What to look out for: BoE, BoJ and other central bank meetings

  • Australia labor report (19 Sep)
  • Bank Indonesia meeting (19 Sep)
  • Bank of Japan meeting (19 Sep)
  • Philippines BoP (19 Sep)
  • US Leading indicator (19 Sep)
  • EU Consumer confidence (20 Sep)
  • Japan CPI (20 Sep)
  • Thailand trade (20 Sep)

Disclaimer

"THINK Outside" is a collection of specially commissioned content from third-party sources, such as economic think-tanks and academic institutions, that ING deems reliable and from non-research departments within ING. ING Bank N.V. ("ING") uses these sources to expand the range of opinions you can find on the THINK website. Some of these sources are not the property of or managed by ING, and therefore ING cannot always guarantee the correctness, completeness, actuality and quality of such sources, nor the availability at any given time of the data and information provided, and ING cannot accept any liability in this respect, insofar as this is permissible pursuant to the applicable laws and regulations.

This publication does not necessarily reflect the ING house view. This publication has been prepared solely for information purposes without regard to any particular user's investment objectives, financial situation, or means. The information in the publication is not an investment recommendation and it is not investment, legal or tax advice or an offer or solicitation to purchase or sell any financial instrument. Reasonable care has been taken to ensure that this publication is not untrue or misleading when published, but ING does not represent that it is accurate or complete. ING does not accept any liability for any direct, indirect or consequential loss arising from any use of this publication. Unless otherwise stated, any views, forecasts, or estimates are solely those of the author(s), as of the date of the publication and are subject to change without notice.

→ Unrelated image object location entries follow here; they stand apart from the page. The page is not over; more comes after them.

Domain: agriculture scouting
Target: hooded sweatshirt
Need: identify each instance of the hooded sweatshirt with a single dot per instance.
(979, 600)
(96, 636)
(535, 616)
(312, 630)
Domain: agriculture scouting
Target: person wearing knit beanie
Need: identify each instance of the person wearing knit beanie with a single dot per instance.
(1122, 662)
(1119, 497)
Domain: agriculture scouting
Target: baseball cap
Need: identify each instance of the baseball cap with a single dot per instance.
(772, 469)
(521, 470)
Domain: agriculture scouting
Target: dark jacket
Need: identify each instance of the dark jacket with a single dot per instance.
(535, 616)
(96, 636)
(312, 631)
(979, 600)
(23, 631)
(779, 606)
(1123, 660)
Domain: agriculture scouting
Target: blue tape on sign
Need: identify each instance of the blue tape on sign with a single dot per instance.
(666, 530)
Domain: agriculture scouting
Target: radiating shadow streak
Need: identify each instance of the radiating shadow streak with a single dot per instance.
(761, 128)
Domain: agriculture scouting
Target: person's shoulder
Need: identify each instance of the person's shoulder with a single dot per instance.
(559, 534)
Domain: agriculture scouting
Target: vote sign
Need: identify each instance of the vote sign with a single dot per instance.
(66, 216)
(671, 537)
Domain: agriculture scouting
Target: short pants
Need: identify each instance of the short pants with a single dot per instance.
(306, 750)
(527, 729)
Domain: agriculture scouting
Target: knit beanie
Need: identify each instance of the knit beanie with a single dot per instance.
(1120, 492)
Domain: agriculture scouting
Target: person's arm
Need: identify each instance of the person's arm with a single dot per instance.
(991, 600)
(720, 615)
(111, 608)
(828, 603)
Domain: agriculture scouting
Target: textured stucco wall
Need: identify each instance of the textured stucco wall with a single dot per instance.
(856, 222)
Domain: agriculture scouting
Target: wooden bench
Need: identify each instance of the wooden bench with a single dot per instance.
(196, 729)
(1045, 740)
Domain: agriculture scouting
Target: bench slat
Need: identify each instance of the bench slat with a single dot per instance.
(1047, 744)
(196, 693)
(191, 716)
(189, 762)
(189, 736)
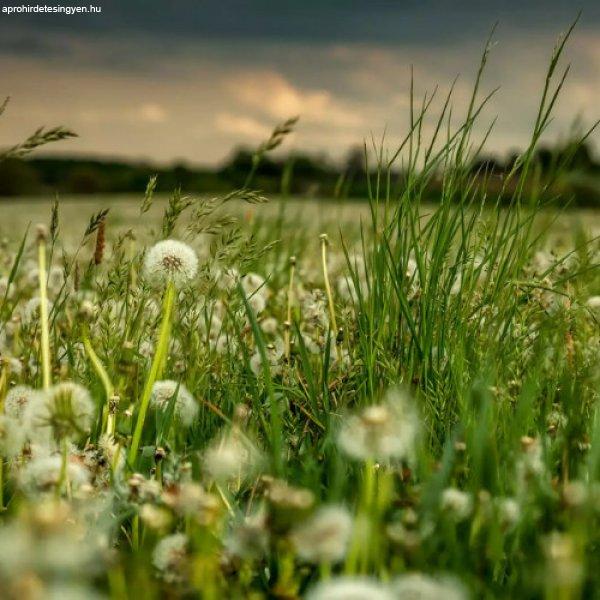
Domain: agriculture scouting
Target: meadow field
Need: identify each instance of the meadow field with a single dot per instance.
(243, 397)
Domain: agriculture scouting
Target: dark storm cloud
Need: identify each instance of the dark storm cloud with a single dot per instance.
(407, 21)
(193, 78)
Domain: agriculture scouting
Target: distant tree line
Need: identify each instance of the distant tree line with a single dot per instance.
(577, 175)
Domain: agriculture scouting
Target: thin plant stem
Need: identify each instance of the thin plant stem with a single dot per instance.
(155, 369)
(290, 299)
(323, 238)
(44, 326)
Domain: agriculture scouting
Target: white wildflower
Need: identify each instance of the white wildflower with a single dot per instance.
(509, 511)
(18, 399)
(169, 556)
(227, 279)
(253, 283)
(269, 325)
(12, 436)
(382, 432)
(66, 409)
(416, 586)
(44, 473)
(186, 407)
(350, 588)
(250, 538)
(170, 260)
(325, 536)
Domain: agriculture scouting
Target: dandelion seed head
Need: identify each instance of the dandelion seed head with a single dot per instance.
(18, 399)
(12, 436)
(170, 260)
(66, 408)
(325, 536)
(30, 311)
(249, 538)
(186, 407)
(169, 556)
(509, 511)
(44, 473)
(417, 586)
(232, 457)
(382, 432)
(350, 588)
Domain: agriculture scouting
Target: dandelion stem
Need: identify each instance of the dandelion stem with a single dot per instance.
(323, 238)
(102, 375)
(155, 369)
(290, 299)
(44, 311)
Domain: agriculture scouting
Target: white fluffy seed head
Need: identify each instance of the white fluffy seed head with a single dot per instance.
(186, 407)
(382, 432)
(351, 588)
(12, 436)
(66, 409)
(18, 399)
(169, 556)
(44, 473)
(325, 536)
(425, 587)
(170, 260)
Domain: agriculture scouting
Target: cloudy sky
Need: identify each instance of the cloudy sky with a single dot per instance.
(191, 79)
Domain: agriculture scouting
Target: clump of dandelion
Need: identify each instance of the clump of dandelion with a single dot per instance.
(457, 503)
(424, 587)
(383, 432)
(351, 588)
(18, 399)
(189, 499)
(249, 538)
(169, 557)
(45, 473)
(325, 537)
(67, 409)
(172, 264)
(170, 260)
(185, 406)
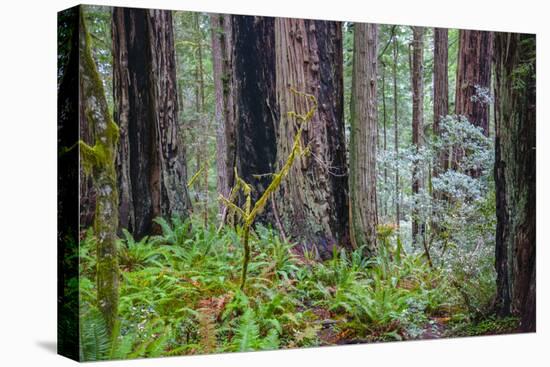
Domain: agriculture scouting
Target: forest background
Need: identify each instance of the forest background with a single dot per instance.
(502, 26)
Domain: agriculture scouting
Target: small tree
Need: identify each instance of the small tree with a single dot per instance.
(249, 211)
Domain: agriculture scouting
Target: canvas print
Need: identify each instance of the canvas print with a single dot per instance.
(232, 183)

The distribution of this publication may be restricted by law or regulation in different jurisdictions and persons into whose possession this publication comes should inform themselves about, and observe, such restrictions.

Copyright and database rights protection exists in this report and it may not be reproduced, distributed or published by any person for any purpose without the prior express consent of ING. All rights are reserved.

ING Bank N.V. is authorised by the Dutch Central Bank and supervised by the European Central Bank (ECB), the Dutch Central Bank (DNB) and the Dutch Authority for the Financial Markets (AFM). ING Bank N.V. is incorporated in the Netherlands (Trade Register no. 33031431 Amsterdam).